Cellular activities are dictated by proteins. Deciphering how proteins interact in a healthy or diseased state is a key area of interest in biology. Eventually, this will facilitate the development of drugs for many diseases including cancer, which is ultimately the result of misregulated protein homeostasis.
In recent years, affinity purification coupled to mass spectrometry (AP-MS) has been the preferred method to identify cellular protein-protein interactions. Unfortunately, AP-MS experiments typically require large amounts (millions of cells) of input material. For this reason, AP-MS studies are mostly restricted to cancer cell lines that can be grown in large quantities in vitro. Cristina Furlan and René Dirks from the groups of Michiel Vermeulen and Hendrik Marks, research theme Cancer development and immune defense, teamed up to address these limitations by developing a low input AP-MS workflow, called on-chip AP-MS, which can be used to perform AP-MS experiments using a few micrograms of lysate from a few thousand cells. This was achieved by implementing an AP-MS method in a automated, microfluidic device from the company Fluidigm using nanoliter volumes.

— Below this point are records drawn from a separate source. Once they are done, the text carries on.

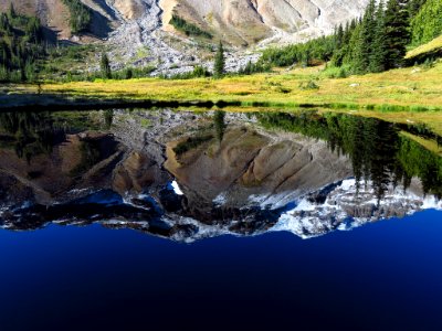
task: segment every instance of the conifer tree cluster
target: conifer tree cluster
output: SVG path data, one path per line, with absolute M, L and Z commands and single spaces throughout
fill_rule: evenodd
M 410 42 L 409 11 L 406 0 L 376 3 L 370 0 L 364 17 L 356 23 L 349 42 L 344 44 L 343 63 L 354 73 L 378 73 L 403 64 Z
M 431 3 L 434 1 L 438 6 Z M 411 43 L 412 22 L 424 20 L 425 8 L 439 13 L 439 7 L 442 10 L 440 0 L 370 0 L 361 18 L 337 26 L 333 35 L 267 50 L 261 61 L 277 66 L 332 62 L 334 66 L 354 74 L 379 73 L 400 67 L 403 65 L 407 46 Z M 442 11 L 434 15 L 442 24 Z M 432 26 L 436 26 L 436 23 Z M 438 33 L 442 34 L 442 28 Z M 434 34 L 432 32 L 433 38 Z
M 36 61 L 44 53 L 39 19 L 19 14 L 11 3 L 7 13 L 0 13 L 0 82 L 34 79 Z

With the development of on-chip AP-MS, clinical samples, rare cell types and organoids, which are difficult to obtain in large quantities, can now be investigated using interaction proteomics studies. The field of mass spectrometry-based interaction proteomics is thus taking an important next step towards applications in biology and medicine which thus far, due to technical constraints, have remained elusive. This study was recently published in Nature Communications.